4) уровень рН. 6.2-8.0; 3) аэрация суспензии (80-120 л/ч) стерильной газовоздушной смесью с содержанием диоксида углерода 0,02-0,5%. Концентрация биомассы микроводорослей в суспензии достигает величины 1,5-2,0 г/л, а содержание внутриклеточного водорастворимого белка - 70-120 мг/л (стадия 1). Затем центрифугированием от биомассы микроводорослей отделяется большая часть культуральной жидкости (стадия 2), в результате чего получается паста микроводорослей влажностью от 55-98%. Клетки микроводорослей, содержащиеся в полученной пасте микроводорослей, подвергаются дезинтеграции для увеличения биодоступности внутриклеточных белковых компонентов (стадия 3). На следующем этапе производства паста микроводорослей с разрушенными клетками подвергается сушке до остаточной влажности 10% (стадия 4). Подтверждением эффективности предлагаемого метода являются результаты культивирования штаммов Chlorella vulgaris Beijer IPPAS C-l (Chlorella sorokiniana), Chlorella vulgaris Beijer IPPAS C-2, Chlorella kessleri Fott et Nov C-9 (Parachlorella kessleri), приведенные в табл.4-6 и на фиг.2-4.

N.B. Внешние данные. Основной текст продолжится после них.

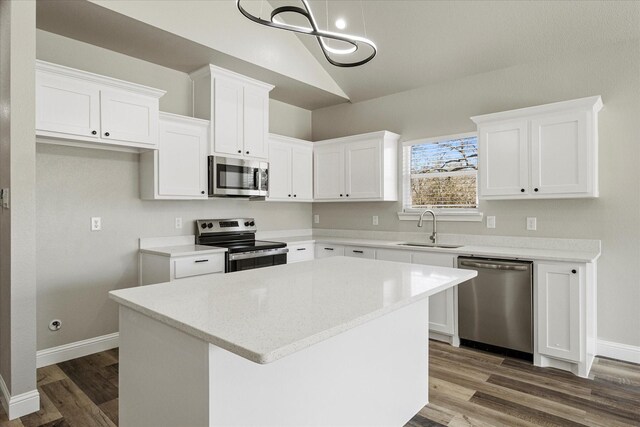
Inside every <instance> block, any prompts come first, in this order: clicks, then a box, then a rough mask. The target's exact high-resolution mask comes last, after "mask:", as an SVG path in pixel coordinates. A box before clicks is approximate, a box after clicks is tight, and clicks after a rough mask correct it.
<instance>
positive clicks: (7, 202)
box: [0, 188, 9, 209]
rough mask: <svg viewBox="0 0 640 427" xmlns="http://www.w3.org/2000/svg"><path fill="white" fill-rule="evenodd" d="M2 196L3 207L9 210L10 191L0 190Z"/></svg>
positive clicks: (7, 188)
mask: <svg viewBox="0 0 640 427" xmlns="http://www.w3.org/2000/svg"><path fill="white" fill-rule="evenodd" d="M0 196H1V197H2V207H3V208H4V209H9V189H8V188H3V189H1V190H0Z"/></svg>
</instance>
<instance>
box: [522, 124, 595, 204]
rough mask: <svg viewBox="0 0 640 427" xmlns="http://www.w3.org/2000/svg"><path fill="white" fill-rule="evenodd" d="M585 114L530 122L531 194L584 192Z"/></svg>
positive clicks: (586, 169) (585, 158)
mask: <svg viewBox="0 0 640 427" xmlns="http://www.w3.org/2000/svg"><path fill="white" fill-rule="evenodd" d="M586 121H587V112H585V111H577V112H574V113H568V114H562V115H553V116H548V117H543V118H539V119H536V120H532V121H531V168H532V169H531V186H532V187H533V191H534V194H540V195H544V194H566V193H586V192H587V191H588V190H589V188H588V183H589V177H588V165H589V159H588V155H589V151H590V150H589V141H587V125H586Z"/></svg>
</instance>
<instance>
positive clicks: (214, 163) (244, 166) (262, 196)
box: [209, 156, 269, 197]
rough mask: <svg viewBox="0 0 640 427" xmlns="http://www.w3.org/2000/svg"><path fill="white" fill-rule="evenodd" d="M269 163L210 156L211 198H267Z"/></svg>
mask: <svg viewBox="0 0 640 427" xmlns="http://www.w3.org/2000/svg"><path fill="white" fill-rule="evenodd" d="M268 169H269V163H267V162H261V161H257V160H244V159H232V158H229V157H219V156H209V197H266V196H268V195H269V170H268Z"/></svg>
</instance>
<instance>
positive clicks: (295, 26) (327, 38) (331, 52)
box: [236, 0, 377, 67]
mask: <svg viewBox="0 0 640 427" xmlns="http://www.w3.org/2000/svg"><path fill="white" fill-rule="evenodd" d="M300 2H301V4H302V6H293V5H287V6H280V7H276V8H275V9H273V11H272V12H271V16H270V18H269V20H266V19H262V18H261V17H260V16H255V15H252V14H251V13H249V12H248V11H247V10H246V9H245V8H244V7H242V4H241V3H242V1H241V0H236V6H237V7H238V10H239V11H240V13H242V14H243V15H244V16H245V17H247V18H248V19H250V20H252V21H253V22H256V23H258V24H262V25H266V26H267V27H271V28H279V29H281V30H287V31H293V32H295V33H301V34H307V35H310V36H313V37H315V38H316V40H317V41H318V44H319V45H320V49H321V50H322V53H323V54H324V57H325V58H326V59H327V61H328V62H329V63H330V64H332V65H335V66H336V67H357V66H359V65H363V64H366V63H367V62H369V61H371V60H372V59H373V57H374V56H376V53H377V48H376V45H375V43H373V41H371V40H370V39H368V38H366V37H360V36H354V35H350V34H345V33H334V32H331V31H328V30H321V29H320V28H319V27H318V24H317V22H316V20H315V17H314V16H313V13H312V12H311V8H310V7H309V3H308V1H307V0H300ZM360 4H361V7H362V2H361V3H360ZM285 13H295V14H298V15H301V16H302V17H304V18H305V19H306V20H307V21H308V23H309V25H308V26H298V25H291V24H287V23H285V22H284V21H283V20H282V19H280V18H281V17H280V15H282V14H285ZM328 14H329V11H328V5H327V16H328ZM363 23H364V15H363ZM365 35H366V28H365ZM328 41H335V42H338V43H339V44H340V46H342V47H335V46H330V45H329V43H328ZM361 49H362V50H365V49H368V50H369V51H370V53H369V54H368V55H367V56H366V57H365V58H364V59H355V60H353V61H349V60H341V59H340V57H339V56H340V55H353V54H354V53H356V52H357V51H359V50H361Z"/></svg>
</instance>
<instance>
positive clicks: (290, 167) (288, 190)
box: [269, 141, 293, 200]
mask: <svg viewBox="0 0 640 427" xmlns="http://www.w3.org/2000/svg"><path fill="white" fill-rule="evenodd" d="M291 168H292V166H291V147H289V145H288V144H282V143H280V142H275V141H270V142H269V199H273V200H291V198H292V197H293V194H291Z"/></svg>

Полученные данные позволяют заключить, что предлагаемый способ культивирования микроводорослей позволяет получить биомассу с повышенным содержанием водорастворимого белка.

Изобретение относится к биотехнологии. Предложен способ получения биомассы микроводорослей, предусматривающий двухэтапное культивирование микроводорослей рода Chlorella последовательно в автотрофных и миксотрофных условиях в течение 8-10 сут на стерильной питательной среде определенного состава, при этом автотрофные условия включают культивирование в течение 4-5 сут при фотосинтетически активной радиации 120-180 мкмоль фотонов/(м²⋅с) и аэрации 60-100 л/ч стерильной газовоздушной смесью с содержанием диоксида углерода 0,02-0,5%; миксотрофные условия включают внесение в питательную среду 5±1 г/л глюкозы при фотосинтетически активной радиации 20-40 мкмоль фотонов/(м²⋅с) и аэрации суспензии 80-120 л/ч стерильной газовоздушной смесью аналогичного состава. Изобретение обеспечивает расширение арсенала способов культивирования микроводорослей с повышенным содержанием водорастворимого белка. 4 ил., 6 табл., 1 пр.

Способ получения биомассы микроводорослей с высоким содержанием внутриклеточных водорастворимых белков, предусматривающий двухэтапное культивирование микроводорослей рода Chlorella последовательно в автотрофных и миксотрофных условиях в течение 8-10 суток на стерильной питательной среде, содержащей азот в виде нитрата калия 3-5 г/л, фосфор в виде дигидрофосфата калия в концентрации 0,2-2 г/л, серу в виде сульфата магния и гептагидрата сульфата железа в концентрации 0,125-1,25 г/л и 0,01-0,015 г/л соответственно, а также 0,5-1,5 мл раствор микроэлементов, который содержит катионы марганца (II) в виде тетрагидрата хлорида марганца (II) в концентрации 1,0-2,0 г/л, катионы цинка в виде гептагидрата сульфата цинка - 0,1-0,3 г/л, катионы меди (II) в виде сульфата меди (II) - 0,01-0,2 г/л, оксид молибдена (IV) в концентрации 0,01-0,02 г/л, борная кислота в концентрации 2-3 г/л, ванадат аммония в концентрации 0,01-0,02 г/л; при этом автотрофные условия предполагают следующие условия культивирования (4-5 суток): 1) количество вносимого посевного материала - клеток микроводорослей, выращенного в стерильных условиях и отобранного в конце логарифмической стадии роста, составляло 8-12% от общего объема суспензии с начальной концентрацией биомассы в суспензии 0,05-0,1 г/л; 2) температура 30±2°С; 3) уровень фотосинтетически активной радиации 120-180 мкмоль фотонов/(м²⋅с); 4) уровень рН 6.2-8.0; 5) аэрация суспензии 60-100 л/ч стерильной газовоздушной смесью с содержанием диоксида углерода 0,02-0,5%; миксотрофные условия предполагают следующие условия: 1) внесение в питательную среду источника органического углерода в виде глюкозы в концентрации 5±1 г/л, 2) температура 30±2°С; 3) уровень фотосинтетически активной радиации 20-40 мкмоль фотонов/(м²⋅с); 4) уровень рН 6.2-8.0; 5) аэрация суспензии 80-120 л/ч стерильной газовоздушной смесью с содержанием диоксида углерода 0,02-0,5%.